Liverpool Sound and Vision Rating * * * *

Cast: Ross McCall, Holly Wilson-Guy, Matt Austin, Tom Hosker.

After wowing critics and audiences alike in September with her one-woman spectacular Wolf Red, Elinor Randle has turned her hand once more back to directing and in the biting satirical play Cold Call; she again strikes the perfect balance between brilliant absurd humour and worrying 21st century behaviour.

Cold Call is set in the unrelenting world of a call centre, where the world of direct marketing has taken hold of those who frequent the office and man the phones.
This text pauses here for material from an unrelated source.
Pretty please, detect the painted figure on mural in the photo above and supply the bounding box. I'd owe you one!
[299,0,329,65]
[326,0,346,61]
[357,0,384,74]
This small area of forgotten Hell is presented as a power struggle, between those designated to sell almost anything from tours of Albert Square to the latest line in gardening implements designed to make life easier and those on the other side of the line, the ones who get disturbed at eight in the evening with seeming inane chatter.

For anyone who has worked in one of these soulless places, the recognition of the day to day monotony disguising itself as one up man-ship as one person gets a sale and for the briefest of whiles is allowed to become an even bigger tormentor of those around him will be nothing short of instant and horrifying. To see the delight on one of the faces and subjecting his co-workers to doing the victory dance was both well written, shocking and realistically absurd.

The four actors portrayed the office insanity to the point of riveting and the analogy of farm yard stock and battery chickens was so close to the bone that at one point it was possible to see the delight in the excellent Holly Wilson-Guy’s as she exacted humiliation on her fellow co-workers in a team building exercise.

The sorrow in witnessing one person’s willingness to not conform to the eventuality was palpable and telling and in amongst the madness that steadily grew and magnified made for disturbing entertainment. Elinor Randle certainly knows how to put her stamp on theatre and Cold Call is a compelling statement of 21st century consumerism and the effects it has on the mind.